Is it possible to do the following matrix inplace modification using python for loop without breaking the autograd?

(Adam Paszke) #2

Yes it is. This should work:

L = Variable(torch.Tensor(i_size, j_size))
# it's important to not specify requires_grad=True
# it makes sense - you don't need grad w.r.t. original L content,
# because it will be overwritten.
for i in range(i_size):
    for j in range(j_size):
        L[i, j] = # compute the value here

But beware, it might be very very slow! Not only because you’ll be looping over elements in Python, but also because it will involve a lot of autograd ops to compute this, and there’s a constant overhead associated with each one. It’s not a huge problem if you’re doing relatively expensive computation like matrix multiplication or convolution, but for simple ops it can be more expensive than the computation alone.

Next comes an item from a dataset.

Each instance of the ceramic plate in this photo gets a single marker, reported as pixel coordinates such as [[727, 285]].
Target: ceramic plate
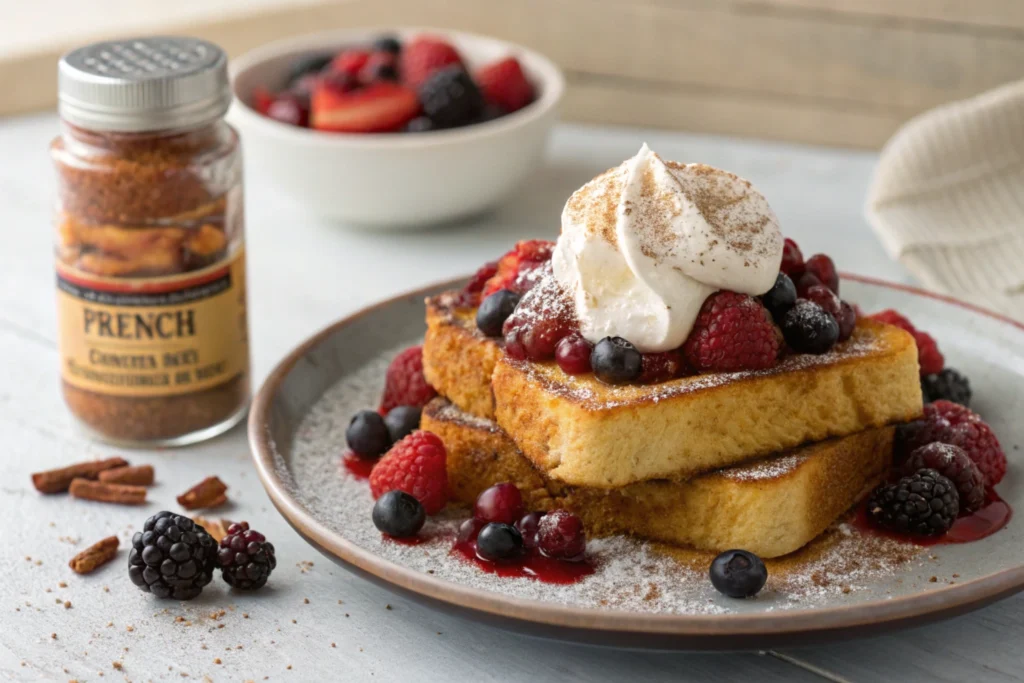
[[639, 596]]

In the vast majority of cases it is possible to rewrite the equations so that you don’t have to compute the individual elements in the loop, but you can use only a few matrix-matrix operations that achieve the same thing, but will compute the results in C using highly optimized routines. For examples you can look at how @fmassa rewrote the loss function in another thread.

(Y) #4

Thanks for the explanation, it is very useful!
But I have another question, In my case, L is updated at each timestep, and the output at each timestep is calculated based on the new L and weights W.

loss = 0
L = Variable(torch.Tensor(i_size, j_size))
W = Parameter(torch.Tensor(20, 20)) #fake size
for t in range(time_step):
   for i in range(i_size):
       for j in range(j_size):
           L[i, j] = func(L[i,j]) # a function of wrt old L
   out = get_output(L, W)  #output computed from L and weights W
   loss  += loss_func(out, label[t])

In this case, can I still get gradient of loss wrt the weights W using autograd? It seems that L is overwritten at each timestep.

(Adam Paszke) #5

Yes, of course, it will work. Autograd has built in checks for in-place modifications, so if it doesn’t raise an error, it will work. Otherwise .clone() might help you. One important thing is that you shouldn’t reuse the same L Variable indefinitely - its history is going to get longer and longer. You can probably reuse it for a single training sequence, but then you should do sth like repackage_hidden from the language modelling example, to allow the graph to get freed.

(Y) #6

Tahnks! That’s exactly what I want to know.